COTS stands for "commercial off-the-shelf" products. This is when an organization, typically a government one or a large company, buys commercially available hardware or software instead of having the stuff custom made. The idea is that it can save money.

A problem can crop up when, for one reason or another, that COTS product gets written into a detailed specification for another device or system. By the time the thing makes it to the point where it is ready to go into serial production, the manufacturer of one of the commercially available components may have changed its design. So if Felis, inc. has changed the design of its component by then, either that change has to be certified or whoever is making/using the device or system has to contract with Felis, inc. to produce a run of the older component.

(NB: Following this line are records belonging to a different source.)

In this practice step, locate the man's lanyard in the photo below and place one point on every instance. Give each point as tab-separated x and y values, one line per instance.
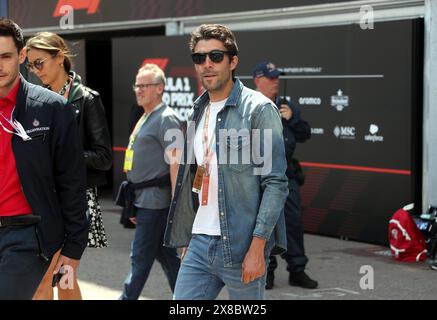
129	155
16	126
201	180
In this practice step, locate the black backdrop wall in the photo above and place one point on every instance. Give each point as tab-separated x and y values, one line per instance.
357	88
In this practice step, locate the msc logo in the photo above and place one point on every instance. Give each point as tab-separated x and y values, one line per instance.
90	5
344	132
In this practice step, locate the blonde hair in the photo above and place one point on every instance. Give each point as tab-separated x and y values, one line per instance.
157	71
53	44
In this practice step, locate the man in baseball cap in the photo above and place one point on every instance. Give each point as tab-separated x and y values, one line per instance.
295	129
266	69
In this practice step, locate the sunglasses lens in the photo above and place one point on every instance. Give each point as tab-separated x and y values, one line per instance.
198	58
38	65
216	56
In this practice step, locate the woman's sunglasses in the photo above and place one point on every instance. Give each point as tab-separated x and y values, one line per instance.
37	64
215	56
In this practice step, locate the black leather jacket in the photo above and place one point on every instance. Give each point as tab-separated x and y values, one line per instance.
93	130
294	130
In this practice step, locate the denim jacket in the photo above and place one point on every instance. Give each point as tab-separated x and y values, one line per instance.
249	204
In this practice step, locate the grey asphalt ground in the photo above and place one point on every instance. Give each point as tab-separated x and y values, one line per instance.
336	264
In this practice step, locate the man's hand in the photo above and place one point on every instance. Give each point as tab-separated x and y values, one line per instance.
184	253
254	264
65	261
285	112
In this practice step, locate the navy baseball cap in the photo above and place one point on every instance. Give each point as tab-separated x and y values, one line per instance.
266	69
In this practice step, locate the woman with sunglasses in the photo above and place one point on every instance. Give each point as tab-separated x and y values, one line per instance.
50	59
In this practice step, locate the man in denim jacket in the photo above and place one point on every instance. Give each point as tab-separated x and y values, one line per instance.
231	185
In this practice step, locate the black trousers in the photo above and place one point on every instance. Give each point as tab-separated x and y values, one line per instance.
295	254
21	267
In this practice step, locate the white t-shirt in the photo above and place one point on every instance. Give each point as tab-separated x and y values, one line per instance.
207	217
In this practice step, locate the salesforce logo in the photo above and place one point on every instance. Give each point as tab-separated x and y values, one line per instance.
340	101
373	137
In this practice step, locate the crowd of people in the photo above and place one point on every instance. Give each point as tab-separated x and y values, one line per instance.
210	221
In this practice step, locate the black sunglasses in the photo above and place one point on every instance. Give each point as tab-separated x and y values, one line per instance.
215	56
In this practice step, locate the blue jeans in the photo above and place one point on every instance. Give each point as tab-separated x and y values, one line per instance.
295	254
146	247
21	267
203	275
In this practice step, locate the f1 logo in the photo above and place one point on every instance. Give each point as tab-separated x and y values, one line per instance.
90	5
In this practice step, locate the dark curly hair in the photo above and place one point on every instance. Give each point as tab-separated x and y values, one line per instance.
9	28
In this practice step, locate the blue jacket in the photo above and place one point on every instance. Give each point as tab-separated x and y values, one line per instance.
51	169
250	203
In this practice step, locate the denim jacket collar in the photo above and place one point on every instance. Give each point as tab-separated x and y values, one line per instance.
232	101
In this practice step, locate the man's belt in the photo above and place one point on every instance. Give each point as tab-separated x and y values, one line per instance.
25	220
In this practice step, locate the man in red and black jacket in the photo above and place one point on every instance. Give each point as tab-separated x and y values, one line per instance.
42	177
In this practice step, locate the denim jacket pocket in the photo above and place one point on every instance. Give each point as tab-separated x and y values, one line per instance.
239	153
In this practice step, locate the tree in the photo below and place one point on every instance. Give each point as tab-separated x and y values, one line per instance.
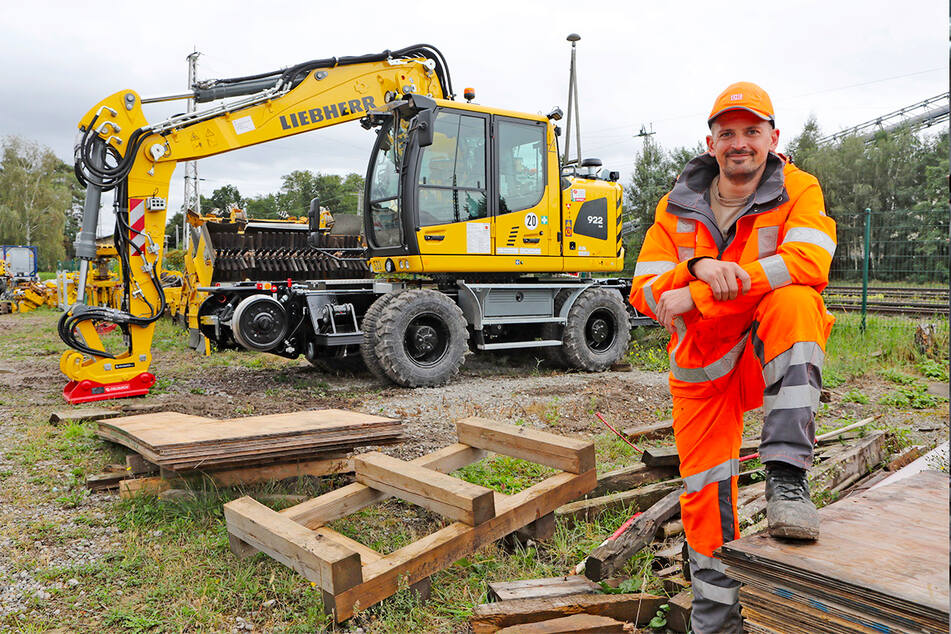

In which case the COTS component is no longer an off-the-shelf component. So in that regard, using COTS components may be a false economy.

RobertaX has observed that there is a company that is offering space-rated connectors for sale. She wonders where is the market for such products that would justify large-scale production.

Good question.

1 comment:

  1. From a manufacturing engineer, I'll tell you how this works:

    1) Buyer X (probably a CubeSAT builder) wants a connector that'll work in outer space.

    2) Buyer X contacts Amphenol to ask, "do you have anything space-rated? I need a connector Z."

    3) Amphenol sticks one of their COTS milspec connectors (used for a lot more than military applications nowadays, pretty much anything that is mission critical uses one of these things, and they're already rated for the temperatures of space)into a vacuum chamber to see what happens. Nothing happens -- no outgassing, no nothing. Exactly as you'd want to happen.

    4) Amphenol sends out the connector to a commercial testing lab to be irradiated with radiation that simulates solar radiation. The connector comes back and tests fine.

    5) Amphenol sticks a "space rated" label on the thing, and sells it to the CubeSAT builder for a higher price than the milspec version, even though it *is* the milspec version.

    6) Success!

    That's how these things go. "Space rated" is sort of a fuzzy word anyhow, but outgassing, radiation resistance, and temperature range are the three things they're most concerned about, and milspec already covers two of those to a certain extent (radiation resistance and temperature range).